Dois trabalhos, duas demissões. Assim pode ser descrita a passagem de Diego Aguirre como treinador no Brasil, ao menos se analisarmos de maneira superficial. No Internacional, com apenas oito meses no cargo, a marca mais importante foi ter chegado às semifinais da Libertadores de 2015; no Atlético-MG, nem sequer cinco meses de trabalho e acabou pedindo demissão após ser eliminado pelo São Paulo nas quartas de final da mesma competição continental, neste ano.

Apesar das passagens curtas, que não são surpresa de uma maneira geral por aqui, o técnico uruguaio sofreu com o maior dos paradigmas dentro do país em relação ao pensamento sobre futebol. Vale lembrar que outros treinadores estrangeiros, que pensaram em trazer ideias diferentes para o futebol brasileiro, também tiveram vida curta por aqui.
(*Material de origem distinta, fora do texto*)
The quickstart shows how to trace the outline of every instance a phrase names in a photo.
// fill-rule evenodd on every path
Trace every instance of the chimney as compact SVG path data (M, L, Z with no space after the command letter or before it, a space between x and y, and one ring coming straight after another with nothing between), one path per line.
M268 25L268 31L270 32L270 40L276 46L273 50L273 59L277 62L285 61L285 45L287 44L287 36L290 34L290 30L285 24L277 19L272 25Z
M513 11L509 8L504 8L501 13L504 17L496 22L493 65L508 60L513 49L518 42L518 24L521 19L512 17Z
Enquanto na Europa se discute e se colhe muitos frutos já há alguns anos, sobre a revolução técnica e tática imposta por José Mourinho e Pep Guardiola, no Brasil o assunto ainda é menos debatido do que deveria. A impressão deixada é que a evolução tática por aqui caminha a passos de tartaruga, e isso ajuda a entender o porquê de Aguirre não ter durado muito em Belo Horizonte ou em Porto Alegre.

"O grande problema que o brasileiro, de uma maneira bem mais generalizada, precisa superar: os rótulos precisam dar lugar ao entendimento"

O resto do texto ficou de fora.